Have you ever tried to import huge amounts of data to AEM at once? If so, you'll know that the whole process is very complex and that it will always change and evolve.

Integrating AEM with external services happens more and more these days. One such integration is feeding AEM with data coming from an external source and creating user friendly content on top of it. Usually simple importing is not enough and data must pass through additional processing before it finally goes public.

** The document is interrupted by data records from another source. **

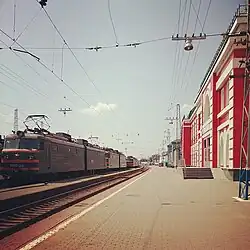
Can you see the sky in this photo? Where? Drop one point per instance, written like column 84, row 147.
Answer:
column 114, row 93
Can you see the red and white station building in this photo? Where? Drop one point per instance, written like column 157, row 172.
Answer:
column 211, row 134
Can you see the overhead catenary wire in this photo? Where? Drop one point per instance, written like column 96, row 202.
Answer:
column 14, row 18
column 46, row 67
column 198, row 45
column 112, row 22
column 178, row 62
column 79, row 63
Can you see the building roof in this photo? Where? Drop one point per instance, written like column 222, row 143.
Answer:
column 241, row 11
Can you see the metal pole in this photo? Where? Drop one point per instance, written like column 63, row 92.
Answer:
column 245, row 135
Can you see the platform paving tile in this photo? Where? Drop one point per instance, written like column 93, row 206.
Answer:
column 162, row 211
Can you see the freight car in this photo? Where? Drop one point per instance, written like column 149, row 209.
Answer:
column 38, row 152
column 132, row 162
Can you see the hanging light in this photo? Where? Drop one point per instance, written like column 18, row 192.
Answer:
column 188, row 45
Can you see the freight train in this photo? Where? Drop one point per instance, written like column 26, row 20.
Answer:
column 38, row 152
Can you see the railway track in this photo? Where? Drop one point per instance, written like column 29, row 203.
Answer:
column 15, row 219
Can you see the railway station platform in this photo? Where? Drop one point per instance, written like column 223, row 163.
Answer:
column 158, row 210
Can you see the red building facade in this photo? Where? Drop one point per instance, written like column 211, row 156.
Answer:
column 213, row 126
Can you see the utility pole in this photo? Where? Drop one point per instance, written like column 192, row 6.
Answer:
column 245, row 135
column 15, row 120
column 177, row 120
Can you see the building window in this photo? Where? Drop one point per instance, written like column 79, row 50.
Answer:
column 222, row 99
column 226, row 93
column 206, row 109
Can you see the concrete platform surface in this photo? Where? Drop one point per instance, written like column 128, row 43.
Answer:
column 161, row 211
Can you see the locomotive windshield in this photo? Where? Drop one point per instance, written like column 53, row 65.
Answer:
column 22, row 143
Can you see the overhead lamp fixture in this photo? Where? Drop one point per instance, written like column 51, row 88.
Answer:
column 188, row 45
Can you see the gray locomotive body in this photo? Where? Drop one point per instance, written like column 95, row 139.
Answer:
column 43, row 154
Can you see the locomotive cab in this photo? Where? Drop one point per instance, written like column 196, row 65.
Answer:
column 21, row 153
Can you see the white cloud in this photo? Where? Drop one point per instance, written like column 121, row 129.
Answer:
column 187, row 106
column 99, row 107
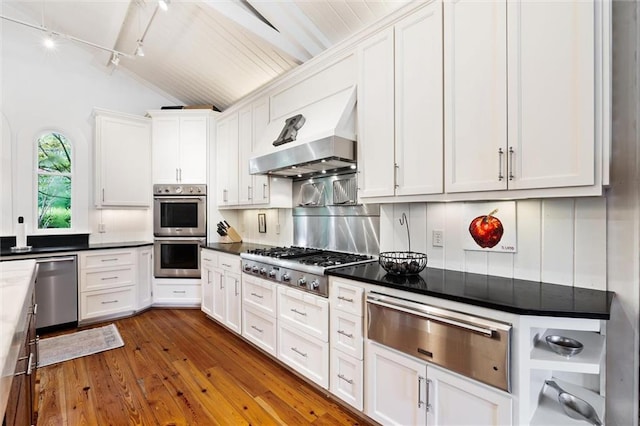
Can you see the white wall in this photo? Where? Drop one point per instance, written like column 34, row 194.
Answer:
column 44, row 90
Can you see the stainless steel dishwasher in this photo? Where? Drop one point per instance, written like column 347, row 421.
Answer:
column 57, row 291
column 472, row 346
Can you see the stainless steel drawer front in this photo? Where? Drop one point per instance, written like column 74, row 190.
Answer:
column 472, row 346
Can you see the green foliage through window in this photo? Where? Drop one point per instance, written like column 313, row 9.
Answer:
column 54, row 181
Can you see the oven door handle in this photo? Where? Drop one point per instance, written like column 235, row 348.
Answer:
column 401, row 307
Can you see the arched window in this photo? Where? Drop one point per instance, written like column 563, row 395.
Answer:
column 54, row 181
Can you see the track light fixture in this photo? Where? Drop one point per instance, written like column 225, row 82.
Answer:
column 164, row 4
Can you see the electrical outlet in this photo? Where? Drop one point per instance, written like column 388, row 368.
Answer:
column 437, row 238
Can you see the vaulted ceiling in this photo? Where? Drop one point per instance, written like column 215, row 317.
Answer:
column 208, row 51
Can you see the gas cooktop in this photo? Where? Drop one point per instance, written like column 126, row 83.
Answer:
column 299, row 267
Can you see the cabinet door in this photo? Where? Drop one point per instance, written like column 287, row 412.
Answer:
column 207, row 291
column 233, row 298
column 551, row 94
column 396, row 387
column 227, row 161
column 165, row 133
column 145, row 274
column 194, row 135
column 376, row 159
column 475, row 99
column 418, row 102
column 260, row 121
column 245, row 140
column 219, row 298
column 123, row 161
column 455, row 400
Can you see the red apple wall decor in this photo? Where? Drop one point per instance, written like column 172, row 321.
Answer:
column 486, row 230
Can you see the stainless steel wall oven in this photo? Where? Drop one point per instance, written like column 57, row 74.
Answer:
column 180, row 229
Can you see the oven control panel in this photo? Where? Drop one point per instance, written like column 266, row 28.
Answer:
column 312, row 283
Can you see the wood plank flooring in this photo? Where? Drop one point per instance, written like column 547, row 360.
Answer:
column 178, row 367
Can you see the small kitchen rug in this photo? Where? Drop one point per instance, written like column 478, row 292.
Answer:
column 81, row 343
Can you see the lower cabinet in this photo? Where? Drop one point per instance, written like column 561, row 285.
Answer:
column 402, row 390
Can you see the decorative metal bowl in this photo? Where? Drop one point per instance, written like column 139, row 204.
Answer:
column 402, row 263
column 564, row 346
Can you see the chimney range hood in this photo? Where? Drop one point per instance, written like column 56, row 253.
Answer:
column 325, row 142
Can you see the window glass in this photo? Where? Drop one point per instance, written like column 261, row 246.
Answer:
column 54, row 181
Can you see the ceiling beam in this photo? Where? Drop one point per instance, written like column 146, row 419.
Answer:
column 235, row 11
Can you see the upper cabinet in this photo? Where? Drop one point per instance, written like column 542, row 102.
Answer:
column 122, row 160
column 400, row 89
column 522, row 102
column 237, row 135
column 180, row 141
column 227, row 161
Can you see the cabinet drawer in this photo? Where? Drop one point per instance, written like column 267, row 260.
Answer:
column 107, row 259
column 107, row 302
column 346, row 378
column 229, row 262
column 346, row 333
column 259, row 329
column 306, row 312
column 307, row 355
column 259, row 294
column 208, row 259
column 177, row 294
column 107, row 278
column 346, row 297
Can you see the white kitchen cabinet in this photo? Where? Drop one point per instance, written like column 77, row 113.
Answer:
column 259, row 313
column 403, row 390
column 208, row 261
column 180, row 142
column 227, row 292
column 346, row 341
column 122, row 160
column 145, row 277
column 107, row 284
column 227, row 185
column 400, row 91
column 521, row 107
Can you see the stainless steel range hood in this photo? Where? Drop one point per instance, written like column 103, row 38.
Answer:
column 324, row 144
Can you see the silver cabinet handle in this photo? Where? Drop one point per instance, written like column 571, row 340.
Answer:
column 298, row 352
column 395, row 175
column 510, row 163
column 341, row 376
column 344, row 333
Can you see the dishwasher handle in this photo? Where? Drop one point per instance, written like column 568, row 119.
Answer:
column 397, row 305
column 56, row 259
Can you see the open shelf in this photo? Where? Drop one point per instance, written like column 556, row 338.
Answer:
column 588, row 361
column 550, row 412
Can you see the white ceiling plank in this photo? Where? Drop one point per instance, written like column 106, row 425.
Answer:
column 237, row 13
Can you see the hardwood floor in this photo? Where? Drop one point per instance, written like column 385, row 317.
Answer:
column 178, row 367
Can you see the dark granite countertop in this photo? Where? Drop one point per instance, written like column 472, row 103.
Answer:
column 236, row 248
column 6, row 252
column 504, row 294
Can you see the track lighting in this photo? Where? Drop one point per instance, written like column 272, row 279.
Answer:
column 115, row 59
column 139, row 51
column 164, row 4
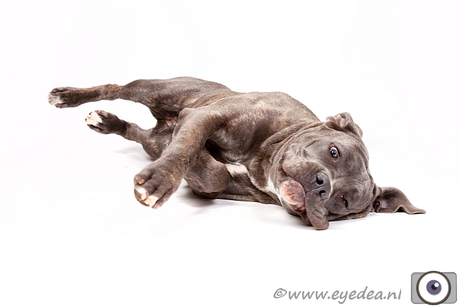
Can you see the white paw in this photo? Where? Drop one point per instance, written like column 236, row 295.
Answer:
column 149, row 201
column 54, row 100
column 93, row 119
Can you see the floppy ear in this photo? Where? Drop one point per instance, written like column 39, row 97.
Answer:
column 391, row 200
column 343, row 122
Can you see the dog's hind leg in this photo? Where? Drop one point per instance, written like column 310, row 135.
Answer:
column 164, row 98
column 154, row 140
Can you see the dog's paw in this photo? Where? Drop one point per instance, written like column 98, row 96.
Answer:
column 64, row 97
column 105, row 122
column 155, row 185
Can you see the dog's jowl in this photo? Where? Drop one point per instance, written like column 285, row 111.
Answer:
column 264, row 147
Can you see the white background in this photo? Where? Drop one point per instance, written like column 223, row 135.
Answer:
column 71, row 232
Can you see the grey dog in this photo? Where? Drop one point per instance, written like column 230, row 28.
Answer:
column 264, row 147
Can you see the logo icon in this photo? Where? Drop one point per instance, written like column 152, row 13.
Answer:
column 280, row 293
column 434, row 288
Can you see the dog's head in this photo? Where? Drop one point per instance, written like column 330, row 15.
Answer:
column 321, row 173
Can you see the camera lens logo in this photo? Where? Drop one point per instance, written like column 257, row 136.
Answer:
column 434, row 288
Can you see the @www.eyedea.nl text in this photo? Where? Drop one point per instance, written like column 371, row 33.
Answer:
column 339, row 296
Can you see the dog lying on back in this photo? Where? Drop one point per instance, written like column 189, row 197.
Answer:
column 264, row 147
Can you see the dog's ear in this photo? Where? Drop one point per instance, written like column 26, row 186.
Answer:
column 391, row 200
column 343, row 122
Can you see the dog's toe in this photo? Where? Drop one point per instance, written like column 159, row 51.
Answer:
column 93, row 119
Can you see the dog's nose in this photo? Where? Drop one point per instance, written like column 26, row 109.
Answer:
column 322, row 186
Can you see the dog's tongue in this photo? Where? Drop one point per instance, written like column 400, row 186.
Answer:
column 294, row 193
column 313, row 213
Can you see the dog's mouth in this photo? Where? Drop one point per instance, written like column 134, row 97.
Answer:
column 306, row 196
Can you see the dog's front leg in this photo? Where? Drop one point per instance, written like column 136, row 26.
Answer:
column 157, row 182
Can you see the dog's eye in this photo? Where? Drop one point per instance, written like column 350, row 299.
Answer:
column 345, row 202
column 334, row 152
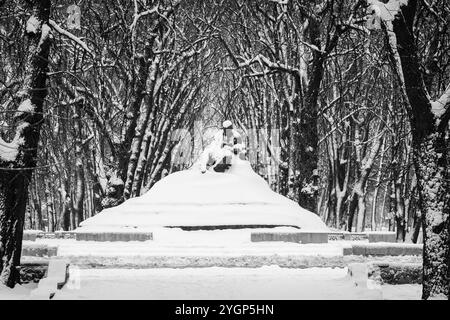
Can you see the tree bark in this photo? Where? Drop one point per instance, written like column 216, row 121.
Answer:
column 430, row 160
column 16, row 174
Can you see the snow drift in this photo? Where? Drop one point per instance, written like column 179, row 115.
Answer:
column 238, row 197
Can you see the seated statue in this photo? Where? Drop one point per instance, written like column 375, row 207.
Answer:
column 218, row 155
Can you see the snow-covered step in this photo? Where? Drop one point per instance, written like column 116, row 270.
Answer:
column 57, row 276
column 384, row 249
column 114, row 236
column 297, row 237
column 34, row 249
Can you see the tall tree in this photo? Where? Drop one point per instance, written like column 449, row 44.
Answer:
column 18, row 156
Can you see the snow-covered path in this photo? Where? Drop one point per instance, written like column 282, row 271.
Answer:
column 269, row 282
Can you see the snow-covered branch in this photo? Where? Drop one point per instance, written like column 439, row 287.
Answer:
column 71, row 36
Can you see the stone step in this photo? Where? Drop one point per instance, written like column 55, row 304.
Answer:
column 384, row 249
column 39, row 250
column 114, row 236
column 298, row 237
column 56, row 278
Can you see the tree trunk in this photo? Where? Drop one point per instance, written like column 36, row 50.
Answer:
column 17, row 172
column 430, row 159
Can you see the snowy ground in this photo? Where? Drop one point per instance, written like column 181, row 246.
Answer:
column 223, row 248
column 270, row 282
column 216, row 264
column 20, row 292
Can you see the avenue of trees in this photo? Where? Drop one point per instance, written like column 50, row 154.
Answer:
column 350, row 99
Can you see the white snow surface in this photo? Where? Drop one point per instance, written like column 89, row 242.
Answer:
column 33, row 24
column 190, row 198
column 387, row 11
column 268, row 282
column 26, row 106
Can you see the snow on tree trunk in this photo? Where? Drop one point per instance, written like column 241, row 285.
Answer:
column 16, row 170
column 430, row 142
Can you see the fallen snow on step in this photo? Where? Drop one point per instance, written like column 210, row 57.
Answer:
column 269, row 282
column 175, row 242
column 190, row 198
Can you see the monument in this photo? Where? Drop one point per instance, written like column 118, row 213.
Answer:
column 200, row 199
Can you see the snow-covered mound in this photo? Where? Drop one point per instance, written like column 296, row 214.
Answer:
column 238, row 197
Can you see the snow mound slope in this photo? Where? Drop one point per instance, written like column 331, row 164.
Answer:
column 189, row 198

I’d like to share with you the process that we follow when integrating with an external data source. The structure of data as well as the way of processing changes frequently. The import process has to be scalable and flexible to adapt to changes without huge development effort. Let's talk about Apache Camel.

What is Apache Camel?

Apache Camel

To understand what Apache Camel is, the first thing is to understand Integration Patterns. But let's take a shortcut and quote the best Apache Camel descriptions from Stack Overflow:

Apache Camel is messaging technology glue with routing. It joins together messaging start and end points allowing the transference of messages from different sources to different destinations. For example: JMS -> JSON, HTTP -> JMS or funneling FTP -> JMS, HTTP -> JMS, JSON -> JMS

Apache Camel is the Swiss Army knife for developers doing integration work.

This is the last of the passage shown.